Dans le même cadre, il ajoute : “Il y a aussi 556 ha dans la forêt classée de Bandia. Ils ont profité du Programme des 100 000 logements sociaux du président de la République, pour déclasser la forêt pour leurs propres intérêts financiers’’. Pis encore, indique-t-il, “l’Etat du Sénégal avait déclaré qu’il avait besoin de 300 ha, au moment où, eux, ils ont délibéré pour 556 ha dans cette forêt qui est connue de tous comme étant le poumon vert de la région de Thiès qui accueille en même temps des activités d’agriculture et d’élevage. Et tout cela n’est l’œuvre de personne d’autre que du maire’’.

Enfin, prévient-il, “il y a quelque chose de très grave qui se passe à Sindia. Ils sont en train de vendre des rues, des cimetières et des espaces publics qu’ils sont en train de mettre dans leur palette. Ceux qui le font sont des conseillers et d’anciens conseillers’’, souligne Seydina Diouf.

Ainsi, l’argent issu de ce bradage foncier, poursuit-il, sert “uniquement à remplir les comptes bancaires des spoliateurs, leur permettre de prendre de secondes épouses et d’acheter de nouvelles voitures, au grand dam de la population’’.

Les populations de Nguéniène se battent contre Produmel et les délibérations fictives

Si la commune Nguéniène est confrontée à un problème foncier, à l’instar des autres communes de la Petite Côte, son cas reste encore particulier. Dans ce sens, explique Babacar Diallo, membre du CPVP, “c'est que les autres communes sont plus médiatisées que nous. Mais depuis 2009, la mairie prend les terres pour les vendre à un l’Espagnol Produmel et jusqu'à aujourd'hui, il ne nous a rien dit de clair, ni donné une délibération’’. Il précise : “En 2016, il nous a servi une seule délibération. Les autres, il les fait avec la personne en signant les documents. D'ailleurs, ces délibérations sont faites de manière fictive. On l’a poursuivi au tribunal. Et lorsqu'on fixe une date, il dit qu'il est malade. Nous, on l'attend pour qu'il nous dise où sont nos terres. Nguéniène est une commune où toutes les terres sont vendues.’’
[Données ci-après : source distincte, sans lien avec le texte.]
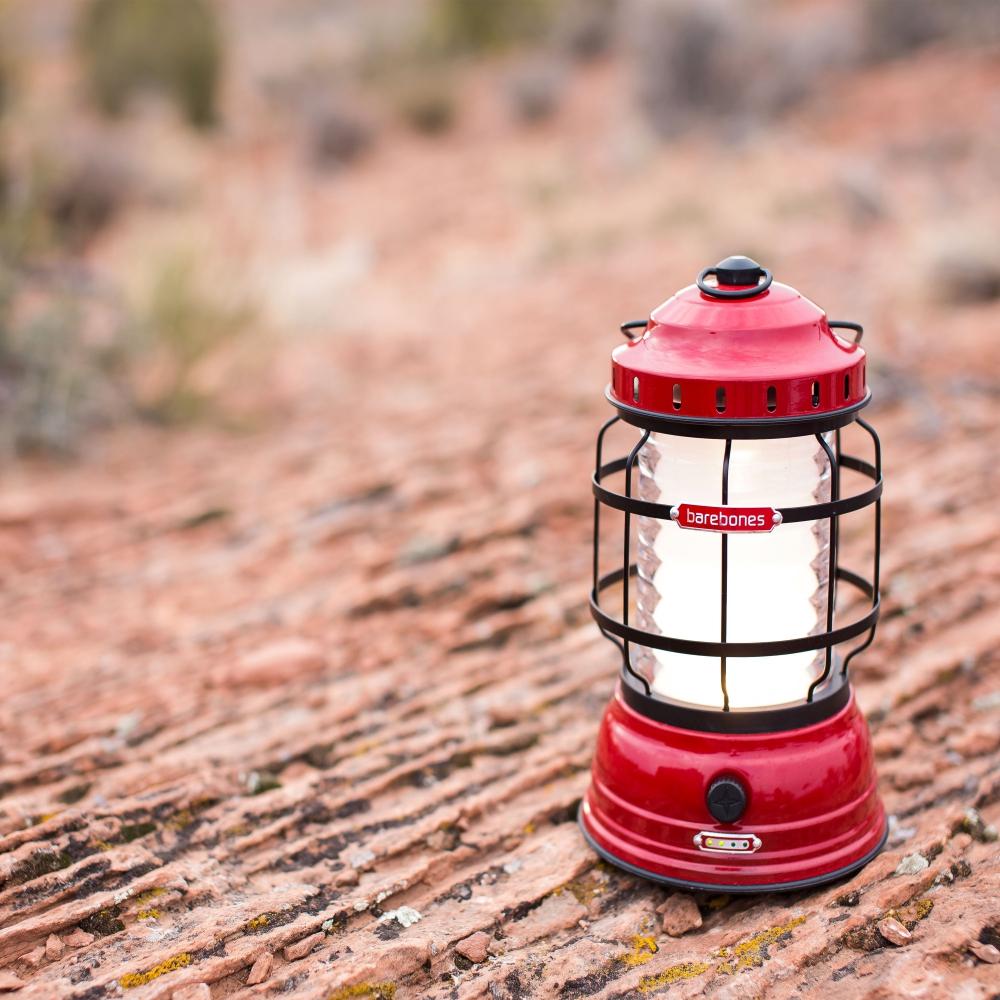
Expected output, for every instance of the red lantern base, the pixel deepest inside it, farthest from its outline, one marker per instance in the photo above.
(812, 810)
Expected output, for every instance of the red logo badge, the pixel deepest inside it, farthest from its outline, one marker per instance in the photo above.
(726, 519)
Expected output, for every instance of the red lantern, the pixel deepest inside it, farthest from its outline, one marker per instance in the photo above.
(733, 755)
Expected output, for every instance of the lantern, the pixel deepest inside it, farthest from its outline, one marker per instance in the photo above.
(733, 755)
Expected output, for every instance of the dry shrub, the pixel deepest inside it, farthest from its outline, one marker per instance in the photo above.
(476, 26)
(534, 90)
(338, 134)
(893, 28)
(964, 265)
(183, 320)
(54, 200)
(586, 29)
(57, 380)
(428, 103)
(169, 46)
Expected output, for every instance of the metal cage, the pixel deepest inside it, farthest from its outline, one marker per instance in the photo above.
(829, 692)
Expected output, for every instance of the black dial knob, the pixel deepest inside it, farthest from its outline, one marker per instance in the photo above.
(726, 800)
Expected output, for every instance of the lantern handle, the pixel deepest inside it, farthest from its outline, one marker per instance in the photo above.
(734, 293)
(843, 324)
(635, 324)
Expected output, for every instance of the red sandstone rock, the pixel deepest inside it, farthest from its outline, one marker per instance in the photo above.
(78, 939)
(475, 947)
(261, 969)
(196, 991)
(277, 663)
(300, 949)
(9, 982)
(680, 914)
(985, 952)
(894, 932)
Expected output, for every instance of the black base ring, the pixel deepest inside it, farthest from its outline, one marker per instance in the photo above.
(749, 720)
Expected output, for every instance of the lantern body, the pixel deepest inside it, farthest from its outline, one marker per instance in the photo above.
(733, 755)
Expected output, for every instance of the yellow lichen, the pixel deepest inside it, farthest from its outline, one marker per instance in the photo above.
(365, 991)
(750, 953)
(149, 895)
(911, 914)
(675, 974)
(180, 819)
(643, 948)
(132, 979)
(584, 889)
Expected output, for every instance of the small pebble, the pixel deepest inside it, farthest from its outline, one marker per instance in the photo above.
(302, 948)
(912, 864)
(894, 932)
(405, 916)
(195, 991)
(474, 947)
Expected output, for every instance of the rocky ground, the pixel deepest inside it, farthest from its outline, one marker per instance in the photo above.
(308, 710)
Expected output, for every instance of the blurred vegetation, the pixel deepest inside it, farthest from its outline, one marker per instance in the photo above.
(54, 387)
(478, 26)
(177, 326)
(170, 46)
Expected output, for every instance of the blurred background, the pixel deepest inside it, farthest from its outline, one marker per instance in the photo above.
(198, 196)
(306, 307)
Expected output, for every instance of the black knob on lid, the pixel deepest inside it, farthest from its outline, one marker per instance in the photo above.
(738, 271)
(726, 800)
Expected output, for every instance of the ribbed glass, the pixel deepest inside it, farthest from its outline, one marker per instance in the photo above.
(777, 581)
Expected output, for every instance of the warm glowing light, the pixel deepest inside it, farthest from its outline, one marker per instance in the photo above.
(777, 582)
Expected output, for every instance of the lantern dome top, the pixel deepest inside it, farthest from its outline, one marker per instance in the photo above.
(745, 347)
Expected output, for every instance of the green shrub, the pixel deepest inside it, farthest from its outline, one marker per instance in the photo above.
(172, 46)
(181, 322)
(54, 385)
(428, 104)
(474, 26)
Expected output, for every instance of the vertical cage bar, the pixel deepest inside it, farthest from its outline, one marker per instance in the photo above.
(598, 462)
(627, 549)
(724, 602)
(831, 586)
(877, 444)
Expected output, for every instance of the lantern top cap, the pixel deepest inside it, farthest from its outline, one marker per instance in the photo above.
(738, 270)
(736, 346)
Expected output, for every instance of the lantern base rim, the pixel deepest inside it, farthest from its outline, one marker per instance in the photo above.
(691, 886)
(832, 698)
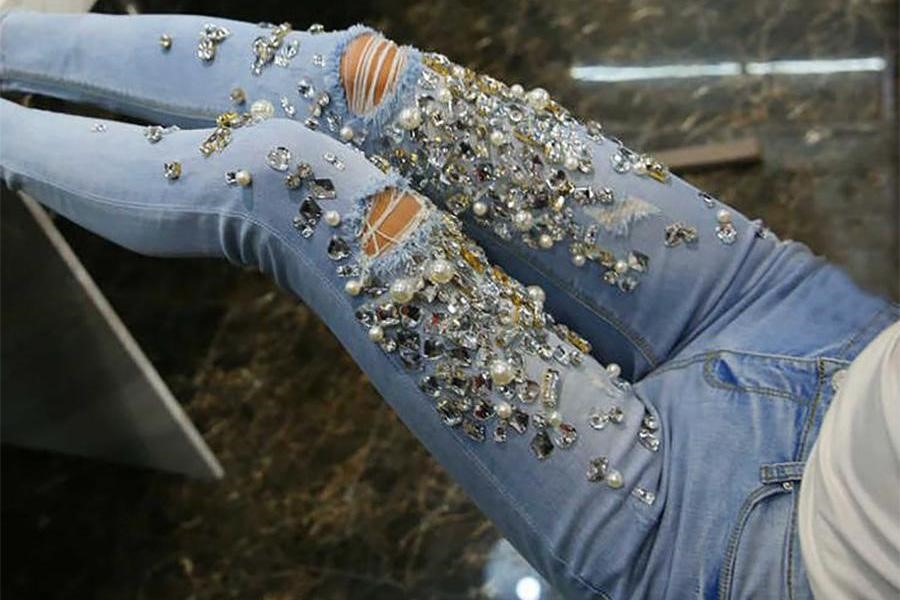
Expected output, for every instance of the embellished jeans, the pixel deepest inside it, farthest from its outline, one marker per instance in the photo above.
(673, 475)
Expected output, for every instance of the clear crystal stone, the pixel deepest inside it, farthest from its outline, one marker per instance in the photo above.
(474, 430)
(279, 158)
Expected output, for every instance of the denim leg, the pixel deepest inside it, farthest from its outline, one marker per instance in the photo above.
(118, 62)
(644, 264)
(589, 537)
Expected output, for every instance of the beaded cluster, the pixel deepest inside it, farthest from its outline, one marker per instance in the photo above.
(473, 332)
(519, 162)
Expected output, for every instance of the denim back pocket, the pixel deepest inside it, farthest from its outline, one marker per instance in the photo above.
(762, 546)
(781, 399)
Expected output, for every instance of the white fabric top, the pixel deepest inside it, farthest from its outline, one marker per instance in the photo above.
(849, 511)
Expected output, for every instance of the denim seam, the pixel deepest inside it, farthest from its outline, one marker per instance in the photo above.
(17, 75)
(792, 530)
(636, 339)
(712, 381)
(329, 286)
(726, 576)
(813, 409)
(865, 329)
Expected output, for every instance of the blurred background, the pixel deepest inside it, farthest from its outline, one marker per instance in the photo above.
(326, 494)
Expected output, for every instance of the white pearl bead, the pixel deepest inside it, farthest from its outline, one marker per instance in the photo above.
(376, 333)
(504, 410)
(537, 98)
(554, 418)
(353, 287)
(501, 372)
(613, 370)
(410, 118)
(441, 271)
(243, 177)
(402, 290)
(536, 293)
(614, 479)
(332, 217)
(262, 109)
(523, 220)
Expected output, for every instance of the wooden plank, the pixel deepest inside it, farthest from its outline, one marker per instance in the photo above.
(72, 378)
(710, 156)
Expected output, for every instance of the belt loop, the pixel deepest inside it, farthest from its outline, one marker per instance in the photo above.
(781, 472)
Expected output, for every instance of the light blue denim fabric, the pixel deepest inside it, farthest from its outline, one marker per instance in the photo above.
(732, 347)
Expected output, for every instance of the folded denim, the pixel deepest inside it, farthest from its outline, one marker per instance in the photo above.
(732, 333)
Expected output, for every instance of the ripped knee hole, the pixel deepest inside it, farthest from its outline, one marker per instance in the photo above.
(370, 68)
(392, 215)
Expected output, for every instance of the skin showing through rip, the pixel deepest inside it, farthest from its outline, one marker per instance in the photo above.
(379, 83)
(393, 225)
(356, 59)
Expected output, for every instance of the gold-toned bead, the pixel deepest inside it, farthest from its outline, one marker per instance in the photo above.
(228, 119)
(472, 259)
(579, 342)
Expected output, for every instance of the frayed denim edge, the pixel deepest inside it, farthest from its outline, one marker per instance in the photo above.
(375, 121)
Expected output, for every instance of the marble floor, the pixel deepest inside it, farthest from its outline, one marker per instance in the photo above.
(327, 495)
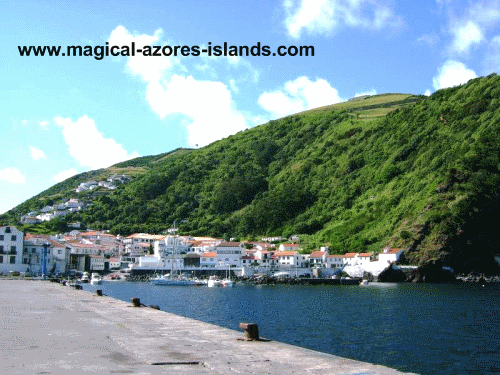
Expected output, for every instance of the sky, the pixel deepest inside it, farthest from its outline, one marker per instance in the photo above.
(60, 116)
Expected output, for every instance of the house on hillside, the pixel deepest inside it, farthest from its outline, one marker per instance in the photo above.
(318, 259)
(289, 247)
(11, 247)
(390, 255)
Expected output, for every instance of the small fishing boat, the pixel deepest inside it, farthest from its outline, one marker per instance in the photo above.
(96, 279)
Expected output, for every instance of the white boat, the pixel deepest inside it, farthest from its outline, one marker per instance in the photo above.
(96, 279)
(214, 281)
(85, 278)
(172, 280)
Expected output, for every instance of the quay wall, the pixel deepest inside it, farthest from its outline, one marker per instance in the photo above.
(51, 328)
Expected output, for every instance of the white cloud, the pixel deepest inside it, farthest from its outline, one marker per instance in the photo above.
(492, 58)
(471, 27)
(232, 84)
(465, 36)
(430, 39)
(452, 73)
(88, 146)
(208, 105)
(299, 95)
(149, 68)
(369, 92)
(208, 110)
(12, 175)
(327, 16)
(37, 154)
(63, 175)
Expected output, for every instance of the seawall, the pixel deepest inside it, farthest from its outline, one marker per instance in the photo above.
(48, 328)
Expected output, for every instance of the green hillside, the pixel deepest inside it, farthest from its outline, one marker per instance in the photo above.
(400, 170)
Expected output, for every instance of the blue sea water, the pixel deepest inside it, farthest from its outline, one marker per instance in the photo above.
(421, 328)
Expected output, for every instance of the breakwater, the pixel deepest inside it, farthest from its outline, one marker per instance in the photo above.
(49, 327)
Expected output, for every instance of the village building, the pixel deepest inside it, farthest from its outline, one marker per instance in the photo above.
(11, 247)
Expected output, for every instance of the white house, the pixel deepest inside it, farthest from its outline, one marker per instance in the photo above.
(57, 254)
(289, 247)
(229, 254)
(318, 259)
(389, 255)
(96, 263)
(114, 263)
(208, 260)
(11, 247)
(289, 258)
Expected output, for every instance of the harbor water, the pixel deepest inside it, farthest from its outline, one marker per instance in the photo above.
(420, 328)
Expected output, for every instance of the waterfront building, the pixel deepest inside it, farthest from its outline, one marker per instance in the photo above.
(389, 255)
(318, 259)
(58, 255)
(229, 254)
(11, 245)
(289, 247)
(96, 263)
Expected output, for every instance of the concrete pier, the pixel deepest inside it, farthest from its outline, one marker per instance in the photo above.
(47, 328)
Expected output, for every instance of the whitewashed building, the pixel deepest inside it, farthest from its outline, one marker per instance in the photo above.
(11, 247)
(229, 254)
(389, 255)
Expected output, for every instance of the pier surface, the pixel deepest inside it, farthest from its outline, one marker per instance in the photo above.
(48, 328)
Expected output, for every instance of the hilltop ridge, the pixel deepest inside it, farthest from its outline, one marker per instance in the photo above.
(397, 170)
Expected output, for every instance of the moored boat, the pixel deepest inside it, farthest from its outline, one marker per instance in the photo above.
(96, 279)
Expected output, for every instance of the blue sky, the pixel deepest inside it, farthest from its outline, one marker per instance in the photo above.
(65, 115)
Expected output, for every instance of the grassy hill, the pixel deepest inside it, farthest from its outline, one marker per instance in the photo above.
(416, 172)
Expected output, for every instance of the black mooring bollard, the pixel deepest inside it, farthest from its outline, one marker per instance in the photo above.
(251, 331)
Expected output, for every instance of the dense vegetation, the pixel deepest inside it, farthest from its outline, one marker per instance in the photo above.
(423, 176)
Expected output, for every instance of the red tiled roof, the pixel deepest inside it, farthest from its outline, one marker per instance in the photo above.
(286, 253)
(229, 244)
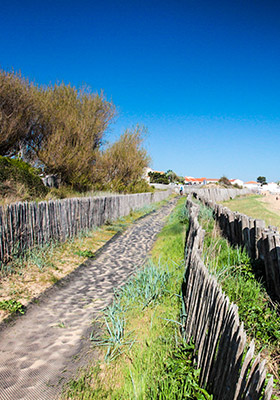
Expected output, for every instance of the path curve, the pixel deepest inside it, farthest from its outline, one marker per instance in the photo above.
(39, 350)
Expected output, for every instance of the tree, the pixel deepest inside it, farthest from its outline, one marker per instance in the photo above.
(18, 113)
(262, 180)
(224, 181)
(57, 127)
(157, 177)
(120, 167)
(172, 176)
(74, 122)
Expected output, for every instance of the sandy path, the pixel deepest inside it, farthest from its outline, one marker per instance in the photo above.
(39, 351)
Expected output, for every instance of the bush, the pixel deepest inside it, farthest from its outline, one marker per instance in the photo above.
(19, 179)
(157, 177)
(121, 166)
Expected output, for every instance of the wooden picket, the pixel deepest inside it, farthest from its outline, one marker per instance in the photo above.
(25, 225)
(226, 370)
(261, 243)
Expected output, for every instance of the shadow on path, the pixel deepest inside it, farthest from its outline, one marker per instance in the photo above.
(42, 349)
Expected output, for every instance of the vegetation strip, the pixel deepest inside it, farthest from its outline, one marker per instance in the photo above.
(143, 352)
(26, 277)
(233, 269)
(254, 207)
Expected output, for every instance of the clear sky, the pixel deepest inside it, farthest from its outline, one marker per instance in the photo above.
(202, 76)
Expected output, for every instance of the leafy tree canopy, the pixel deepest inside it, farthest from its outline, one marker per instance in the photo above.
(262, 180)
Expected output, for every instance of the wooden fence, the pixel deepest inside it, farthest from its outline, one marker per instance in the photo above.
(25, 225)
(261, 243)
(227, 370)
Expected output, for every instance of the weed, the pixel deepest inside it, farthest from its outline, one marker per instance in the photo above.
(13, 306)
(85, 253)
(147, 355)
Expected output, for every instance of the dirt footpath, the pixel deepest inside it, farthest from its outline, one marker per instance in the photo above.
(39, 351)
’’ Il ajoute : “Même Akon City, ils l'ont donné avec 55 ha où ils ont posé une seule pierre pour dire que c'est la cité futuriste, mais on n’a rien vu depuis lors. Il y a également d'autres zones comme Keur Ndioba, avec le ministre Gladima Siby. C'est eux qui ont créé ce litige et ils le cachent. Mais nous, on va poursuivre ce problème pour savoir à qui on a donné ces terres et comment il a fait pour en disposer’’, promet-il. Ensuite, faitil savoir, “ces terres appartenaient à des agriculteurs et à des éleveurs. Elles ont été données à l’insu de la population. Il a fallu que les vaches des pasteurs arrivent pour que les gens se rendent compte que la zone est clôturée’’. Monsieur Diallo indique que, de source sûre, l’espace devait servir pour les plans Reva, Goana et Sipa.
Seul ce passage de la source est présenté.